Guadeloupe : Patrons et pouvoir n’admettent pas la défaite, les travailleurs ne baissent pas la garde
Mis en ligne le 30 avril 2009 Convergences Monde
Le gouvernement a finalement décidé d’étendre à toutes les entreprises de l’île l’accord salarial signé le 26 février dernier après 44 jours de grève générale. L’accord, appelé Jacques Bino, du nom du syndicaliste tué lors de tirs dans une cité, après qu’un premier reniement du gouvernement eut tendu la situation, a cependant été amputé d’un article.
Cet article 5 stipulait que les entreprises prendraient elles-mêmes en charge l’augmentation des salaires de 200 euros, au terme des trois ans pendant lesquels l’État s’engage à l’assurer en partie. Le Medef, ayant usé pendant la grève de tous les moyens et ficelles pour ne pas sembler céder devant la détermination des travailleurs et de la population pauvre, a réussi cette pression sur le gouvernement.
Dans un communiqué, le LKP souligne que l’extension de l’accord Bino amputé de son article 5 ne le surprend guère : « C’est une décision de complaisance à l’égard du Medef alors que la quasi-totalité des grandes entreprises et fédérations adhérentes au Medef Guadeloupe ont signé l’accord Bino ‘initial’ prévoyant la prise en charge des augmentations de salaires par les employeurs au-delà des aides des collectivités (12 mois) et de l’État (36 mois) » .

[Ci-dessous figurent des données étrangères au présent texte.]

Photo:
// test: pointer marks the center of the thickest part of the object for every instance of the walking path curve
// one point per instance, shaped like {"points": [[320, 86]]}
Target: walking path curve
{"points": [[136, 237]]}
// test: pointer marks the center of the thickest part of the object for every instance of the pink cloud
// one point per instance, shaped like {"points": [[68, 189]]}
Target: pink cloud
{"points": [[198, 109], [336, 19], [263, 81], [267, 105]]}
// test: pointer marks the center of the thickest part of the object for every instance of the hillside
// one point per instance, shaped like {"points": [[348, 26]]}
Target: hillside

Mais au mépris des écrits, pressions, manœuvres, calculs politiciens et patronaux, la réalité s’écrit d’une tout autre manière. Pour preuve, les luttes bien vivantes qui depuis la fin février marquent la Guadeloupe et la Martinique pour imposer l’accord Bino aux gros patrons békés, descendants des Blancs esclavagistes.
Des dizaines de grèves ont continué pour l’application de l’accord Bino
Parmi les plus importantes et remarquées :
- À La Poste :
Les salariés ont fait grève du 2 au 9 avril pour l’application des accords aux nombreux contrats de droit privé qu’emploie l’entreprise. Laquelle, dans un premier temps, prétendait qu’en tant qu’employeur public, elle n’était pas concernée. La suite démontra que si : le premier jour de grève, il y avait 90 % de grévistes sur les 1 600 salariés qu’emploie l’entreprise, dont 600 de droit privé. La moyenne des grévistes s’est située pendant le conflit entre 60 % et 70 %. Les grévistes réclamaient notamment, outre l’application de l’accord aux salariés de droit privé, la reprise de l’ancienneté des personnels sous contrat à durée déterminée lors de leur titularisation. Il y avait de l’ambiance : grévistes rassemblés tous les matins à l’aéroport avec piquets de grève, manifestations, tambours, etc. La grève s’est vue. Et avec sa victoire, l’enthousiasme est au rendez-vous.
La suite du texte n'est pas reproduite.